Ajaxian Podcasts, the Ajax Experience Conference

Just listened to Episode 13 and Episode 14 of the Ajaxian Podcast. Excellent.

In Ep 14, as usual, the guys did a great job of presenting the information in a concise, always-on-topic manner. I think it’s pretty clear that they have a detailed outline set up beforehand and they stick to it without sounding canned. They went over a ton of Ajax info but the standouts, for me, were DPolls(Ajax poll system with lots of features and effects), Dojo’s File Upload Widget, a warning that IE6 hacks might break in IE7, type-checking in JS and the impact on IDEs, and an IE library that allows for cross-browser “Canvas” functionality using VML (I LOVE CANVAS). They also discussed the frameworks and tools that they are partial to for their own web development work.

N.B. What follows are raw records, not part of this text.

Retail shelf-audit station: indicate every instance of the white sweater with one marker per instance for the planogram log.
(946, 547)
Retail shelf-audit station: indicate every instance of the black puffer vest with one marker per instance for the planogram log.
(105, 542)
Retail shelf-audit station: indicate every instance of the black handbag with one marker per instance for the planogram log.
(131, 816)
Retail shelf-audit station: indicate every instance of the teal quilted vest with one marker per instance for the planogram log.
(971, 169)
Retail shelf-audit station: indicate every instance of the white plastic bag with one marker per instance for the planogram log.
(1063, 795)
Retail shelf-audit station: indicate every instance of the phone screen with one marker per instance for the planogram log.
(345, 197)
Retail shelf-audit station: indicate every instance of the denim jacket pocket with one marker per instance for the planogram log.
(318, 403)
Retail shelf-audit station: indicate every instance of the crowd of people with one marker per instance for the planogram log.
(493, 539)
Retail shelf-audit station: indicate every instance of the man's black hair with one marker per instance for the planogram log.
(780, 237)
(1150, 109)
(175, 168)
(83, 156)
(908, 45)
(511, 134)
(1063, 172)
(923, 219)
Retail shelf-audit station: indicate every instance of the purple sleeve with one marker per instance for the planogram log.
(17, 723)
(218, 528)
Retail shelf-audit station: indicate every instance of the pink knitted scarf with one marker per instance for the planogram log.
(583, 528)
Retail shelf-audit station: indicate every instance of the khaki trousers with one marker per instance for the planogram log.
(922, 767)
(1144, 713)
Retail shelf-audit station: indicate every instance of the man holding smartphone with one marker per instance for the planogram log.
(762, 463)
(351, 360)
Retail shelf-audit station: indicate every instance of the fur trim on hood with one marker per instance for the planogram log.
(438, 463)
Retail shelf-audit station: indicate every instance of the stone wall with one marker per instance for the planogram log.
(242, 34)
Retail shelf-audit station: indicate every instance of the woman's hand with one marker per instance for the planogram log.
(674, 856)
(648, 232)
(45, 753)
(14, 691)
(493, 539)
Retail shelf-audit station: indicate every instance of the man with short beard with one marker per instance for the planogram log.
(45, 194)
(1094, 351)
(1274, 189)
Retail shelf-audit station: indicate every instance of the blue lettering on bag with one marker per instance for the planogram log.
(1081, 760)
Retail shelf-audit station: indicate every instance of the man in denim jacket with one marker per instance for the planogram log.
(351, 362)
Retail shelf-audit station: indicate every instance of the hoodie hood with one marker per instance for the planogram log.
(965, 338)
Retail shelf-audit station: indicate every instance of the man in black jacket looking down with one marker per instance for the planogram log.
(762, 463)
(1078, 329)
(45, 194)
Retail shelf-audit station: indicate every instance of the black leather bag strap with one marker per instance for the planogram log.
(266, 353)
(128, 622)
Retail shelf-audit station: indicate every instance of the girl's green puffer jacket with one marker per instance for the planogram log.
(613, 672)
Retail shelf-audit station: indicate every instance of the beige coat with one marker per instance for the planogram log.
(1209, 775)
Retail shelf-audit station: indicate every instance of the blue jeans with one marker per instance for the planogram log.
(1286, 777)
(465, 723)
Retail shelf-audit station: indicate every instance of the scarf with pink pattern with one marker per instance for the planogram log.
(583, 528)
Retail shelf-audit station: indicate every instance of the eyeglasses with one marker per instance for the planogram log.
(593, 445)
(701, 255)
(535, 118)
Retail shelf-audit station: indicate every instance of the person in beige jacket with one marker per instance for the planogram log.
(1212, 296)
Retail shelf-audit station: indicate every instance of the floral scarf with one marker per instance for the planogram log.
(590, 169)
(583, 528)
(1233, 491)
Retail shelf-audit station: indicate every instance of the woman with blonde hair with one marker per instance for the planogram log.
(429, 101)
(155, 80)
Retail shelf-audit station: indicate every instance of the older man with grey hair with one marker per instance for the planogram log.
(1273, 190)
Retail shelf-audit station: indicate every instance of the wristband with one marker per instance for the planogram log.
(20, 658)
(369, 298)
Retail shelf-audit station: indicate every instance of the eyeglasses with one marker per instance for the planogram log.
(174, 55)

Also in Ep 14, they discussed the Ajax Experience conference they set up for May 10-12 in SF. Wow! They have a great lineup, a decent price ($1000), and they are keeping attendance small (500).

Ep 13, an interview with Patrick Lightbody of WebWork, was also great. Lots of info about WebWorks (including a mention of the Dojo/Webworks publish and subscribe technique), and the conversation at the end about Selenium was neat.  From the Selenium website:

Selenium is a test tool for web applications. Selenium tests run directly in a browser, just as real users do. And they run in Internet Explorer, Mozilla and Firefox on Windows, Linux, and Macintosh. No other test tool covers such a wide array of platforms.

  • Browser compatability testing. Test your application to see if it works correctly on different browsers and operating systems. The same script can run on any Selenium platform.
  • System functional testing. Create regression tests to verify application functionality and user acceptance.

Selenium uses a unique mechanism which allows it to run on so multiple platforms. Installed with your application webserver, Selenium automatically deploys its JavaScript automation engine — the Browser Bot — to your browser when you point it at the Selenium install point on your webserver. Thus, you must have write access to the machine your web application server is running on to install Selenium.

“Considering the simplicity of it, it is almost surprising that no one has thought of doing this previously. The framework is simple and the code is neat and very maintainable. Sometimes it takes a work of genius to find the uncomplicated solution to a potentially complicated problem.” – Antony Marcano

Selenium was developed by team of programmers and testers at ThoughtWorks (see below). It is open-source software and can be downloaded and used without charge. It is currently under active development by our team. Stay tuned for updates and further announcements.

ThoughtWorks is a leader in Agile development methods for enterprise software development. Selenium is designed specifically for the acceptance testing requirements of Agile teams. However, teams using more traditional development will also find it useful.